Ideally I'd like to pull in Manifest into a dataframe ready to to send to SQL (pd.to_sql()). I would do the same with CodeSystems as well, but separately. (there are other sections but I cut them off to shorten)
For example, using pandas to read in, I can only get a column with the values in.

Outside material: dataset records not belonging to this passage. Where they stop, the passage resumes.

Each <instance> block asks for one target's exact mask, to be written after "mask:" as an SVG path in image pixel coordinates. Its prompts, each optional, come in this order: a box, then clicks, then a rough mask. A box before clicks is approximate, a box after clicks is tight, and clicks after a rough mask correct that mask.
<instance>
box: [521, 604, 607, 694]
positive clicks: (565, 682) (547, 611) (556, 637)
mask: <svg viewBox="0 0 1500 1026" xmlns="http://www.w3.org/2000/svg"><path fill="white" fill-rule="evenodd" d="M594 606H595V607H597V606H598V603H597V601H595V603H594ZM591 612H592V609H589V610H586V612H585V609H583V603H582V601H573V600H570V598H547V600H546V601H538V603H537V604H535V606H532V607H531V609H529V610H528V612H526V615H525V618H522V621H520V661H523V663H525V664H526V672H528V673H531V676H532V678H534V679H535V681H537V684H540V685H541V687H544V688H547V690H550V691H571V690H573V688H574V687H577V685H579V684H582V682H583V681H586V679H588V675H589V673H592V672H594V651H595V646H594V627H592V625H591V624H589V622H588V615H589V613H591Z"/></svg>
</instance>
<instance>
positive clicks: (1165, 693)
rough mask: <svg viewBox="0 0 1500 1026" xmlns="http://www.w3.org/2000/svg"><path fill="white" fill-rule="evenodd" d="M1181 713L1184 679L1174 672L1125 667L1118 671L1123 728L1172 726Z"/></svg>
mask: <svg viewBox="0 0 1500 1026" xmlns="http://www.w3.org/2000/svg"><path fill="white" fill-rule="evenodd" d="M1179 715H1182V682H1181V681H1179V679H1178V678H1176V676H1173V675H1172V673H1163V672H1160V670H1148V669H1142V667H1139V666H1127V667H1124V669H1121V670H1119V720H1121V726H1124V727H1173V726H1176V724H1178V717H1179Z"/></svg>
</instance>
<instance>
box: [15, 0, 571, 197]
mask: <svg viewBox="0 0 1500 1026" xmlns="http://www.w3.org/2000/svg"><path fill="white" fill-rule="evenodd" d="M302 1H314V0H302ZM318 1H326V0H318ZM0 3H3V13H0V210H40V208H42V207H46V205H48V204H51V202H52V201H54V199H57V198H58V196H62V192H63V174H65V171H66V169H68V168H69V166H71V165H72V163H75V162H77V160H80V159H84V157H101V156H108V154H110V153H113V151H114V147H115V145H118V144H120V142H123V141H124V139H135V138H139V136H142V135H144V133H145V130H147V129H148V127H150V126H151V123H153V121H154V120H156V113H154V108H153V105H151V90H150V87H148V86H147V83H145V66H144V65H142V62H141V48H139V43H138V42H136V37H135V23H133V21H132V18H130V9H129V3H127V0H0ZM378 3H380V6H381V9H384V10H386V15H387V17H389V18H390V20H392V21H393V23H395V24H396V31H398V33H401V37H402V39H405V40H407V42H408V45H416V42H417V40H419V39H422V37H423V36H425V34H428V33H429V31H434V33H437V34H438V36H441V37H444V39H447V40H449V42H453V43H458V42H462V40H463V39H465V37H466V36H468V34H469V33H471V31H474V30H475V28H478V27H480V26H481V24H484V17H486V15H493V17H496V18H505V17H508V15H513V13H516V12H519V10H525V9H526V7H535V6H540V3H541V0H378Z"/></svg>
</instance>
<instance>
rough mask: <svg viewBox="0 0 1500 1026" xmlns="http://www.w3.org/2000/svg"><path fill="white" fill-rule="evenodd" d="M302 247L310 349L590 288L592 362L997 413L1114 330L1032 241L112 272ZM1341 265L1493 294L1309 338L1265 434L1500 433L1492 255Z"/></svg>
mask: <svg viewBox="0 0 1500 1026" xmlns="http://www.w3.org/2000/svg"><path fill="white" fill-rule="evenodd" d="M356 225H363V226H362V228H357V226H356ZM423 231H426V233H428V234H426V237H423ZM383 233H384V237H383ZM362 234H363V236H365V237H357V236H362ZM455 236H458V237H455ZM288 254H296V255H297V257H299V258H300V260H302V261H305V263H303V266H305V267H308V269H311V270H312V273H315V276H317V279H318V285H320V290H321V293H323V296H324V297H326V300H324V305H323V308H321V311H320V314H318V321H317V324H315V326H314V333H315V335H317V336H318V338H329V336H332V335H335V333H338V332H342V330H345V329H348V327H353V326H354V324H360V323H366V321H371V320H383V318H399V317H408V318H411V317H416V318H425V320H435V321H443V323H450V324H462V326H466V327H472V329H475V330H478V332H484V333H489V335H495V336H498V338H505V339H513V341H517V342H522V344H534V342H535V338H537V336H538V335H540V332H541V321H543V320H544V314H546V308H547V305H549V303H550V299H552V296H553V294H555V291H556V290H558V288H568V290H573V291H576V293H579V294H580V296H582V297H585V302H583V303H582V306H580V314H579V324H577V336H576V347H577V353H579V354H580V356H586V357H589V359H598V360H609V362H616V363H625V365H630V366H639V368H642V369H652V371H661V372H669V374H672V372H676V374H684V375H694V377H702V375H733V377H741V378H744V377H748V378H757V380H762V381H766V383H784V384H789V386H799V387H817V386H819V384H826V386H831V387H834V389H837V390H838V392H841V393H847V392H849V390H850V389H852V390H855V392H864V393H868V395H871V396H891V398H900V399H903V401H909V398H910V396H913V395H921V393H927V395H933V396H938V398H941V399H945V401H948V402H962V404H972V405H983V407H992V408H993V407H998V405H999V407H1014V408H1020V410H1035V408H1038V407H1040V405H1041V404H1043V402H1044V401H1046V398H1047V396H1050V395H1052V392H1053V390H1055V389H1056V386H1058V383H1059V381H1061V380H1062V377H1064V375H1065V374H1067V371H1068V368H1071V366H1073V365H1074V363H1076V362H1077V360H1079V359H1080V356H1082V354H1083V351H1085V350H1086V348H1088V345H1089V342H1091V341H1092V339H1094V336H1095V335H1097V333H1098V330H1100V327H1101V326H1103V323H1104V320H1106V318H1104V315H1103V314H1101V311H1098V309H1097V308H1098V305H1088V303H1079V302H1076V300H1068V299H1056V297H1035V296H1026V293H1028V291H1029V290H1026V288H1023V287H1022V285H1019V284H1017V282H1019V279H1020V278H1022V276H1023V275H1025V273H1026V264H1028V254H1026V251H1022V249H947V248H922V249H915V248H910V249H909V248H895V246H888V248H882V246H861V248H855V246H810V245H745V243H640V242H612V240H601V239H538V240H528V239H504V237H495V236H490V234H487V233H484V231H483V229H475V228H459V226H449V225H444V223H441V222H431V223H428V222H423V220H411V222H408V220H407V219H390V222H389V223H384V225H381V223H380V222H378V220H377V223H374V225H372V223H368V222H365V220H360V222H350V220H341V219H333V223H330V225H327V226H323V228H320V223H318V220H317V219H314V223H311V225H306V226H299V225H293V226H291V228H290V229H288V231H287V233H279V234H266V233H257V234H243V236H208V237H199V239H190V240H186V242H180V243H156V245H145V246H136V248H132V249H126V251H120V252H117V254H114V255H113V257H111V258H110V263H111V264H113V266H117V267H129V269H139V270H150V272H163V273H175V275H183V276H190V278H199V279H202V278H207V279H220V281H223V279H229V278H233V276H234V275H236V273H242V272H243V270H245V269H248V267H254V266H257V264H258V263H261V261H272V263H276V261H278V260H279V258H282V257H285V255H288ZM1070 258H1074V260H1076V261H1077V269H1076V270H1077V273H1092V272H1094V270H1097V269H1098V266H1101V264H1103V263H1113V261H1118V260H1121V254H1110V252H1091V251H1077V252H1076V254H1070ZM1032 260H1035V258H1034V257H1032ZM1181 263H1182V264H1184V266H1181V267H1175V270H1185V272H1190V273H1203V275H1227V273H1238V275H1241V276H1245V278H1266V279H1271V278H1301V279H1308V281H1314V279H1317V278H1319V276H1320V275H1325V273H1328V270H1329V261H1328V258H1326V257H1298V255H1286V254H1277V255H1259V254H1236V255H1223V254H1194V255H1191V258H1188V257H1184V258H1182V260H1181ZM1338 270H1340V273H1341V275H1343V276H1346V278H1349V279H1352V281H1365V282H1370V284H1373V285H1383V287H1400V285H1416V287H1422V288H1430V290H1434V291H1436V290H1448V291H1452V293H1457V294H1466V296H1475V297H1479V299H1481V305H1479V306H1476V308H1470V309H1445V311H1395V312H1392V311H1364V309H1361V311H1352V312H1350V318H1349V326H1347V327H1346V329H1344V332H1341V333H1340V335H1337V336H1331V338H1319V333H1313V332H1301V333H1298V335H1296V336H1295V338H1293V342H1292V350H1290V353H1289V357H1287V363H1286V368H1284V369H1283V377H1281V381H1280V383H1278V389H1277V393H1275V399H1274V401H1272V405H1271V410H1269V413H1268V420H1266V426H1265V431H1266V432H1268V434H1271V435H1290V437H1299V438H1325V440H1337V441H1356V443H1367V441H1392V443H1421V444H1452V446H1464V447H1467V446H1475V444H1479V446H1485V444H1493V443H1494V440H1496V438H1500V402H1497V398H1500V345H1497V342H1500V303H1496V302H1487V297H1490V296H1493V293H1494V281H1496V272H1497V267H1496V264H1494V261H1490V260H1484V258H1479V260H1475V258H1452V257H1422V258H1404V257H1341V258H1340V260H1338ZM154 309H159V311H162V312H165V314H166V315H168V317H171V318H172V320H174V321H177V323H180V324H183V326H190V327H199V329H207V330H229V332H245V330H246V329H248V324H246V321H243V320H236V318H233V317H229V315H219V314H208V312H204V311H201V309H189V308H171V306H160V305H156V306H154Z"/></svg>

But I would like to either have the tag (Version, PublicationType, PublicationSource etc) in a column by the side of the value, or have them as the column headers and the values pivoted across the row instead.
dataFolder = '/Some/directory'
df_bulk = pd.read_xml(
dataFolder+'Data_Full_20220523.xml',
xpath='//Manifest/*',
attrs_only=True ,
)
df_bulk.head()
This is the output I get:
inx | value |
---|---|
0 | 2-0-0 |
1 | Full |
2 | TEST123 |
3 | 2022-05-23 |
4 | 1659 |
5 | 2022-05-23T22:14:47 |
6 | 287654 |
7 | FullFile_20220523 |
Ideally I would like:
inx | value |
---|---|
Version | 2-0-0 |
PublicationType | Full |
PublicationSource | TEST123 |
PublicationDate | 2022-05-23 |
PublicationSeqNum | 1659 |
FileCreationDateTime | 2022-05-23T22:14:47 |
FileCreationDateTime | 287654 |
ContentDescription | FullFile_20220523 |
The eagle eyed among you will notice I've left out PrimaryRoleScope. I would ideally like to treat this separately in it's own dataframe as well. But I am unsure how to exclude it when pulling in the rest of the Manifest section.
Many thanks if you've read this far, even more thanks for any help.